LibreELEC / LibreELEC.tv

Just enough OS for KODI
http://libreelec.tv
2.26k stars 1.12k forks source link

[BUG] High Idle CPU Utilisation on Tanix TX6 #6157

Open heitbaum opened 2 years ago

heitbaum commented 2 years ago

Problem

# top -H is showing that the Allwinner H6 chip in the Tanix TX6 is running high utilisation (even though there is no active processing.)

image

doing an strace -p on the kodi.bin process shows the following.

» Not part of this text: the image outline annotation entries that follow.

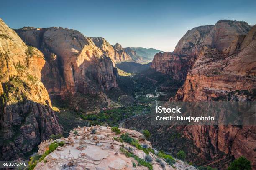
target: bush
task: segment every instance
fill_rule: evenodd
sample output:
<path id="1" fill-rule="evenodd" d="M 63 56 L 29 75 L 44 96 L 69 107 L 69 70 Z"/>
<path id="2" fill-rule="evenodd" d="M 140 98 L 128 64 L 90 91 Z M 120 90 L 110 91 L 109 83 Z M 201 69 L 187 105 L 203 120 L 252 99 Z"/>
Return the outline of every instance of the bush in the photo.
<path id="1" fill-rule="evenodd" d="M 241 156 L 236 159 L 228 168 L 228 170 L 251 170 L 251 162 L 245 157 Z"/>
<path id="2" fill-rule="evenodd" d="M 118 142 L 123 142 L 123 140 L 122 139 L 119 137 L 113 137 L 113 139 Z"/>
<path id="3" fill-rule="evenodd" d="M 77 130 L 74 130 L 74 131 L 73 132 L 73 133 L 74 133 L 75 135 L 77 135 L 77 134 L 78 134 L 78 132 L 77 132 Z"/>
<path id="4" fill-rule="evenodd" d="M 113 132 L 115 132 L 115 133 L 117 134 L 120 134 L 120 133 L 121 133 L 121 130 L 120 130 L 118 127 L 112 127 L 112 128 L 111 128 L 111 130 Z"/>
<path id="5" fill-rule="evenodd" d="M 149 137 L 151 135 L 150 132 L 148 130 L 143 130 L 142 131 L 142 133 L 143 133 L 143 135 L 144 135 L 146 138 L 147 139 L 149 138 Z"/>
<path id="6" fill-rule="evenodd" d="M 97 132 L 97 129 L 93 129 L 92 130 L 92 132 L 91 132 L 91 134 L 95 134 Z"/>
<path id="7" fill-rule="evenodd" d="M 153 160 L 152 158 L 148 155 L 146 155 L 145 157 L 145 161 L 148 162 L 151 162 Z"/>
<path id="8" fill-rule="evenodd" d="M 177 153 L 177 158 L 182 160 L 186 159 L 186 154 L 183 150 L 180 150 Z"/>
<path id="9" fill-rule="evenodd" d="M 50 139 L 52 139 L 53 140 L 55 140 L 57 139 L 59 139 L 61 138 L 62 136 L 62 135 L 61 134 L 51 134 L 51 136 L 50 136 Z"/>
<path id="10" fill-rule="evenodd" d="M 141 146 L 143 147 L 143 148 L 146 149 L 148 148 L 148 145 L 146 143 L 141 145 Z"/>
<path id="11" fill-rule="evenodd" d="M 129 128 L 129 129 L 131 129 L 131 130 L 136 130 L 136 131 L 138 131 L 138 129 L 135 127 L 130 127 Z"/>
<path id="12" fill-rule="evenodd" d="M 157 153 L 157 156 L 159 157 L 164 158 L 166 162 L 172 166 L 173 166 L 173 164 L 176 162 L 175 160 L 174 160 L 172 156 L 164 153 L 163 152 L 158 152 L 158 153 Z"/>
<path id="13" fill-rule="evenodd" d="M 29 170 L 33 170 L 34 169 L 37 163 L 44 160 L 44 162 L 46 163 L 47 162 L 46 160 L 44 160 L 44 158 L 50 153 L 54 151 L 57 149 L 57 147 L 59 146 L 63 146 L 65 142 L 61 141 L 60 142 L 57 142 L 54 141 L 51 143 L 49 145 L 49 149 L 45 152 L 42 155 L 40 155 L 38 154 L 36 154 L 34 156 L 30 158 L 30 161 L 28 162 L 28 168 Z"/>
<path id="14" fill-rule="evenodd" d="M 124 148 L 120 147 L 121 152 L 125 155 L 127 157 L 133 157 L 138 162 L 138 166 L 144 166 L 148 168 L 149 170 L 153 170 L 153 166 L 151 163 L 146 162 L 142 159 L 140 158 L 138 156 L 134 155 L 133 153 L 128 152 Z"/>
<path id="15" fill-rule="evenodd" d="M 217 169 L 212 168 L 212 167 L 209 166 L 204 167 L 200 166 L 198 167 L 198 169 L 200 170 L 217 170 Z"/>

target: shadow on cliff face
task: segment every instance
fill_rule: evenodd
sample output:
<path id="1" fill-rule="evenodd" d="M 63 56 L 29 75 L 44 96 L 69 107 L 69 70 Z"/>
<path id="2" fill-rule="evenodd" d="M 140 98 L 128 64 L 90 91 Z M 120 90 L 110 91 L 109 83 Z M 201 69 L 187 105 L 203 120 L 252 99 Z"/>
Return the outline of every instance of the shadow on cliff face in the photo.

 (37 times) - clock_nanosleep(CLOCK_REALTIME, 0, {tv_sec=0, tv_nsec=10000000}, NULL) = 0
   ppoll([{fd=11, events=POLLIN}], 1, {tv_sec=0, tv_nsec=0}, NULL, 0) = 0 (Timeout)
   futex(0x1bb3908, FUTEX_WAIT_BITSET_PRIVATE, 0, {tv_sec=76306, tv_nsec=595425620}, FUTEX_BITSET_MATCH_ANY) = -1 ETIMEDOUT (Connection timed out)
   futex(0xfb2f880, FUTEX_WAKE_PRIVATE, 1) = 0
   pselect6(14, [13], NULL, NULL, {tv_sec=0, tv_nsec=0}, NULL) = 0 (Timeout)
 (37 times) - clock_nanosleep(CLOCK_REALTIME, 0, {tv_sec=0, tv_nsec=10000000}, NULL) = 0
   ppoll([{fd=11, events=POLLIN}], 1, {tv_sec=0, tv_nsec=0}, NULL, 0) = 0 (Timeout)
   futex(0x1bb3908, FUTEX_WAIT_BITSET_PRIVATE, 0, {tv_sec=76306, tv_nsec=595425620}, FUTEX_BITSET_MATCH_ANY) = -1 ETIMEDOUT (Connection timed out)
   futex(0xfb2f880, FUTEX_WAKE_PRIVATE, 1) = 0
   pselect6(14, [13], NULL, NULL, {tv_sec=0, tv_nsec=0}, NULL) = 0 (Timeout)
...

This processing should result in IDLE and a CPU of Zero.

Testing to date

I have tested the following:

None of these updates / changes has made any appreciable difference / fix,

Discovery

In gdb - thread 1 - is looping on the below (so assuming that this is the "CPU load we are seeing".

tx6:~ # gdb -p 9288
GNU gdb (GDB) 11.1
...
Attaching to process 9288
...
[Thread debugging using libthread_db enabled]
Using host libthread_db library "/usr/lib/libthread_db.so.1".
0x0000ffffa9aa8830 in clock_nanosleep () from /usr/lib/libc.so.6
(gdb) bt
#0  0x0000ffffa9aa8830 in clock_nanosleep () from /usr/lib/libc.so.6
#1  0x0000ffffa9aad158 in nanosleep () from /usr/lib/libc.so.6
#2  0x0000ffffa9ad2a50 in usleep () from /usr/lib/libc.so.6
#3  0x0000000000bb3b0c in CGraphicContext::Flip(bool, bool) ()
#4  0x0000000000f4a79c in ?? ()
#5  0x0000000000fcf214 in CXBApplicationEx::Run(CAppParamParser const&) ()
#6  0x0000000000719f2c in main ()

Reading

lrusak commented 2 years ago

Maybe it's not waiting for vsync, you can try extending the sleep (make it 40) here: https://github.com/xbmc/xbmc/blob/master/xbmc/windowing/gbm/WinSystemGbmGLESContext.cpp#L148

jernejsk commented 2 years ago

Did you try perf top? It should show which function spends most time executing. However, I'm not sure if this command requires debug symbols or not. I believe it would be easier to debug this issue with debug symbols enabled, regardless of method. Sadly, size of Kodi's debug symbols exploded in the past and it's not feasible to load them in debugger directly on target.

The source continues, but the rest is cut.